Boyan Slat TheOceanCleanUp.com
Following is an extract from a BBC story. Boyan Slat is a 20-year-old on a mission - to rid the planet's oceans of floating plastic. He has dedicated his teenage years to finding a way of collecting it. But can the system really work - and is there any point when so much new plastic waste is still flowing into the sea every day?
'I don't understand why 'obsessive' has a negative connotation, I'm an obsessive and I like it,' says Boyan Slat. 'I get an idea and I stick to it.'
This idea came to him at the age of 16, in the summer of 2011, when diving in Greece. 'I saw more plastic bags than fish,' says Slat. He was shocked, and even more shocked that there was no apparent solution. 'Everyone said to me: 'Oh there's nothing you can do about plastic once it gets into the oceans,' and I wondered whether that was true.'
Global production of plastic now stands at 288 million tonnes per year, of which 10% ends up in the ocean in time. Most of that - 80% - comes from land-based sources. Litter gets swept into drains, and ends up in rivers - so that plastic straw or cup lid you dropped, the cigarette butt you threw on the road… they could all end up in the sea.
The plastic is carried by currents and congregates in five revolving water systems, called gyres, in the major oceans, the most infamous being the huge Pacific Garbage Patch, half way between Hawaii and California.

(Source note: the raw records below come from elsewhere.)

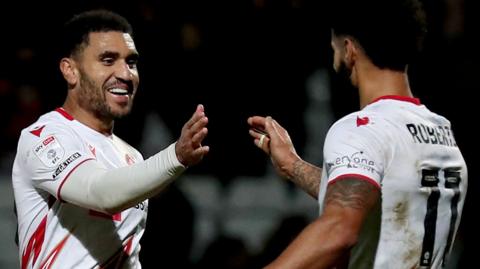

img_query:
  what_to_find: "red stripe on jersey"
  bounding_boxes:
[57,158,95,201]
[55,107,74,120]
[21,216,47,269]
[370,95,422,106]
[30,125,45,137]
[88,210,122,221]
[328,174,382,190]
[40,234,70,269]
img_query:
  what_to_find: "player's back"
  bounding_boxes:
[359,100,467,268]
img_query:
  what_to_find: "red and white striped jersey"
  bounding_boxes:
[12,108,148,269]
[318,96,467,269]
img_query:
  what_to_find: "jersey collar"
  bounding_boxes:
[370,95,422,106]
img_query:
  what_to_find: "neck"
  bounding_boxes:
[357,63,413,109]
[63,97,113,136]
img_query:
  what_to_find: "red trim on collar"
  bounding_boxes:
[370,95,422,106]
[55,107,74,120]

Although the concentration of plastic in these areas is high - it's sometimes described as a plastic soup - it's still spread out over an area twice the size of Texas. What's more, the plastic does not stay in one spot, it rotates. These factors make a clean-up incredibly challenging.
'Most people have this image of an island of trash that you can almost walk on, but that's not what it's like,' says Slat. 'It stretches for millions of square kilometres - if you went there to try and clean up by ship it would take thousands of years.' Not only that, it would be very costly in terms of both money and energy, and fish would be accidentally caught in the nets.
Slat had always enjoyed working out solutions to puzzles, and while pondering this one, it came to him - rather than chase plastic, why not harness the currents and wait for it to come to you?
At school, Slat developed his idea further as part of a science project. An array of floating barriers, anchored to the sea bed, would first catch and concentrate the floating debris. The plastic would move along the barriers towards a platform, where it could then be efficiently extracted. The ocean current would pass underneath the barriers, taking all buoyant sea life with it.
There would be no emissions, and no nets for marine life to get entangled in. The collected ocean plastic would be recycled and made into products - or oil.
The high school science project was awarded Best Technical Design at Delft University of Technology. For most teenagers, it would probably have ended there, but Slat was different.
He had been interested in engineering from a very young age. 'First I built tree houses, then zip-wires, then it evolved towards bigger things,' he says. 'By the time I was 13, I was very interested in rocketry.'
This led him to set a Guinness World Record for the most water rockets launched at the same time: 213, from a sports field in his native Delft. 'The experience taught me how to get people crazy enough to do things you want, and how to approach sponsors.' Useful skills, as it turned out.